Aziende | Redazione DottNet | 28/04/2009 15:27

L'Italia è prima in Europa per presenza di piccole e medie industrie (Pm) farmaceutiche. quanto è emerso dal convegno ''Crisi mondiale e nuovi modelli dell'industria farmaceutica'', organizzato da Farmindustria a Roma. Secondo i dati presentati dall'associazione, infatti, l'aggregato delle Pmi farmaceutiche (intese come quelle con meno di 250 dipendenti) in Europa parla di 1400 imprese nei principali paesi europei, 120 mila addetti e circa 30 miliardi di produzione.

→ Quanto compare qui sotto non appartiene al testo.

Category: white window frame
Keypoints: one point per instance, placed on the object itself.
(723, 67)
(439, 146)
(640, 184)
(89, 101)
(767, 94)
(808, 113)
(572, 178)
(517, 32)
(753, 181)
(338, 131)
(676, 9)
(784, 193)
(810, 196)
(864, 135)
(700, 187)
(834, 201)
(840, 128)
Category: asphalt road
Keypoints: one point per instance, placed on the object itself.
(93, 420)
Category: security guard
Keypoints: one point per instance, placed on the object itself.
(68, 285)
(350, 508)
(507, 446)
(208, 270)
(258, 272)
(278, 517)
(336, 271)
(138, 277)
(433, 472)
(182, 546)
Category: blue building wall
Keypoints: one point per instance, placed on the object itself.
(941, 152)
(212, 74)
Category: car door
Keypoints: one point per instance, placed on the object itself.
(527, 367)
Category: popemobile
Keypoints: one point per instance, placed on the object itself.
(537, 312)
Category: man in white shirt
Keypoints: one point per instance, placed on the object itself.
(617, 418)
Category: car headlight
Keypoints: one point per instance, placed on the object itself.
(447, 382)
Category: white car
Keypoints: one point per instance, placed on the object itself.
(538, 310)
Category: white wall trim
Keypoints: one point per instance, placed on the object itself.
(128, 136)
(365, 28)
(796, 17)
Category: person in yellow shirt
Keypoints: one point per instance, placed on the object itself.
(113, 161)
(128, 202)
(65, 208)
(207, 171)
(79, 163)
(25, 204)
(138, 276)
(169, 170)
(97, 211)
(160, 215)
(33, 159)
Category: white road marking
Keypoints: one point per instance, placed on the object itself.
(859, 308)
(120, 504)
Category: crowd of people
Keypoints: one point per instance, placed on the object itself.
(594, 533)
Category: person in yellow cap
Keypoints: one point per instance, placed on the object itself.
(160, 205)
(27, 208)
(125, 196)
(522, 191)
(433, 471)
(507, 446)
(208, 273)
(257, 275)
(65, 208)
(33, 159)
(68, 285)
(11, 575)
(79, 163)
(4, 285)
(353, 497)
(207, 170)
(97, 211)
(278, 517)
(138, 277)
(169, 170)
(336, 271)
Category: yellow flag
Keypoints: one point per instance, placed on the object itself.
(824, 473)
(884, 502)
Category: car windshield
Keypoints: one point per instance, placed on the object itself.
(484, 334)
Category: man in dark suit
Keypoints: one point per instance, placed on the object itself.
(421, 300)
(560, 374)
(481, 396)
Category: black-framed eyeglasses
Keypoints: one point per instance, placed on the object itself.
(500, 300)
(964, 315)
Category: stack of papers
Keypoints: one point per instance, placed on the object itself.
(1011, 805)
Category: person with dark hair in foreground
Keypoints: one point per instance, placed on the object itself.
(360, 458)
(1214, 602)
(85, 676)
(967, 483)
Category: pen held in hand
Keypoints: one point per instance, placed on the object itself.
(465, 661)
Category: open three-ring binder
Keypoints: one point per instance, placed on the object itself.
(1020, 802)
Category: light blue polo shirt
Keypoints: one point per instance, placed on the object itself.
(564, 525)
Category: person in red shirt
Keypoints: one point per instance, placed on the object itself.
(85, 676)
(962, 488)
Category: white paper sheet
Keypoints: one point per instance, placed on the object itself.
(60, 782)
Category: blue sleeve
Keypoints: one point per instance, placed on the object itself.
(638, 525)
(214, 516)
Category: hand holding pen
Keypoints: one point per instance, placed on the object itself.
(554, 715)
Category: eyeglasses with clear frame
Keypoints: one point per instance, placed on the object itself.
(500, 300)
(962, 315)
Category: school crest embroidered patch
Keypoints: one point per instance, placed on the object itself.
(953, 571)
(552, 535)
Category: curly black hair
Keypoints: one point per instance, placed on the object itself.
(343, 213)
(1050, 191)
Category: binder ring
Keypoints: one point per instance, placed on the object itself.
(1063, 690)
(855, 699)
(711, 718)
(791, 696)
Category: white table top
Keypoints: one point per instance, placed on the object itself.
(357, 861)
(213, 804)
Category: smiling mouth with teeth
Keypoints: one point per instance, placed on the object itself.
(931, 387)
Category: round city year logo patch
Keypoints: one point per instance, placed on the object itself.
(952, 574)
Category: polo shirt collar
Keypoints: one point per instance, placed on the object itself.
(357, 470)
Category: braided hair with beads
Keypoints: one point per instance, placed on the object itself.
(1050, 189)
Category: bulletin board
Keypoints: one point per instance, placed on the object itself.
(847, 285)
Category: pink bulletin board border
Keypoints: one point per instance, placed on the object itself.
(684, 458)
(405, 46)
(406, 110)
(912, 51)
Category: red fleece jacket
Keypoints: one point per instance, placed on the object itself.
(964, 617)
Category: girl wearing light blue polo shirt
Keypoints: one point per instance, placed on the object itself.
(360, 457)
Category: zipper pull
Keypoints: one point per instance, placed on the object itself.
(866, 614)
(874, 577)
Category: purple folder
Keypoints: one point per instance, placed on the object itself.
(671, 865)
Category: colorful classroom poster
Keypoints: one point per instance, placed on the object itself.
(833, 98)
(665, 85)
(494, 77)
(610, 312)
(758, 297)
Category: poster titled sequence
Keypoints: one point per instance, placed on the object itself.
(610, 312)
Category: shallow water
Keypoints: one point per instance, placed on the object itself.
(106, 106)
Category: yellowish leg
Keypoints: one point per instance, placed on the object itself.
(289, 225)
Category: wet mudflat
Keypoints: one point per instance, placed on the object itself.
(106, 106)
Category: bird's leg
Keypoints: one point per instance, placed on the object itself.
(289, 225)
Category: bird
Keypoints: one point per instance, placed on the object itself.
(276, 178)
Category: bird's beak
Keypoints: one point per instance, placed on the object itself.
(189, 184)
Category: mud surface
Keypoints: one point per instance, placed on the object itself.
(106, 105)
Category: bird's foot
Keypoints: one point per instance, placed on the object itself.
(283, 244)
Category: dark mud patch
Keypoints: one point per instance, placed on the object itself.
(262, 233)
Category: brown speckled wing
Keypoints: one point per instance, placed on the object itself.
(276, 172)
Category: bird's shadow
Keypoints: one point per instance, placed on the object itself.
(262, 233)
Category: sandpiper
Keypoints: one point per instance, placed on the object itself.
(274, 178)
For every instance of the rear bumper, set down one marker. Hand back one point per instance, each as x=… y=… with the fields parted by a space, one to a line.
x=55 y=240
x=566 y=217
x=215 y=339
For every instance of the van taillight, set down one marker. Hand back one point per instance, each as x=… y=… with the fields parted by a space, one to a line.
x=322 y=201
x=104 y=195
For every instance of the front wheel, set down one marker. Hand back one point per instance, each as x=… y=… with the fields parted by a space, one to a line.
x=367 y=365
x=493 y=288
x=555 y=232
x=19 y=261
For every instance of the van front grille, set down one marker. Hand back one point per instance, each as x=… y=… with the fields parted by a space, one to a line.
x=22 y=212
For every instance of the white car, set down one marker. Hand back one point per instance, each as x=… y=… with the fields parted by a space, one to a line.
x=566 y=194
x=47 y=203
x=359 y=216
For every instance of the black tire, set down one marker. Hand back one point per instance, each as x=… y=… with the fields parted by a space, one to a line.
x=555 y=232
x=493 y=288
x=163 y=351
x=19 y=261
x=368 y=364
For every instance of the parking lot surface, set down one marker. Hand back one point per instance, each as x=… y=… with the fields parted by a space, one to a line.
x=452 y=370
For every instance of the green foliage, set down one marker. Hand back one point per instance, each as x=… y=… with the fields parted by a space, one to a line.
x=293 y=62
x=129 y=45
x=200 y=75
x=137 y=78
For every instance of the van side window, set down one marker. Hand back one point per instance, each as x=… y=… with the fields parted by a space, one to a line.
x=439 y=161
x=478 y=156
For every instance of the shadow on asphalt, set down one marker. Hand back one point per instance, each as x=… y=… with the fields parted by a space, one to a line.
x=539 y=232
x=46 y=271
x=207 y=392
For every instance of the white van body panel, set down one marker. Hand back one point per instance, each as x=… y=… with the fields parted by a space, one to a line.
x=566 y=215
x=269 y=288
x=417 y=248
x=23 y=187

 In questo contesto di grandi dimensioni il nostro paese è primo in Europa con 20 mila addetti e con un peso in termini di occupazione e produzione superiore alla media (rispettivamente 28,2 per cento rispetto a 22 per cento e 25,7 per cento rispetto a 18,9 per cento). Ma oltre che per dimensioni il comparto italiano delle Pmi farmaceutiche si distingue anche per caratteristiche qualitative, come dimostrano i risultati del livello di investimento in produzione e ricerca per ogni addetto, che sono del 40% superiori a quelli della media dell'industria manifatturiera. ''L'export in tecnologia - ha specificato il presidente di Farmindustria Sergio Dompè - è aumentato negli ultimi anni dal 10 al 51 per cento, e questo successo è dovuto per 2/3 al lavoro delle piccole e medie imprese''. Secondo Emilio Stefanelli, presidente del Comitato nazionale della piccola Industria, ''la crisi mondiale che sta impattando sul sistema finanziario diventa crisi per le aziende che hanno bisogno del credito o soffrono della flessione dei consumi. Situazioni che si verificano meno nel settore farmaceutico dove i consumi per la salute e il benessere non diminuiscono per fenomeni di crisi di fiducia, mentre quelli farmaceutici in larga parte non sono determinati dal reddito disponibile''. Per il direttore generale dell'Aifa, Guido Rasi, però ''l'agenzia italiana del farmaco deve spingere verso un processo di efficienza regolatoria, perchè le industrie italiane soffrono di inefficienza. E dunque velocità nelle ispezioni e tempi certi nell'immissione in commercio rappresentano la conditio sine qua non perchè le imprese possano fare la loro parte''.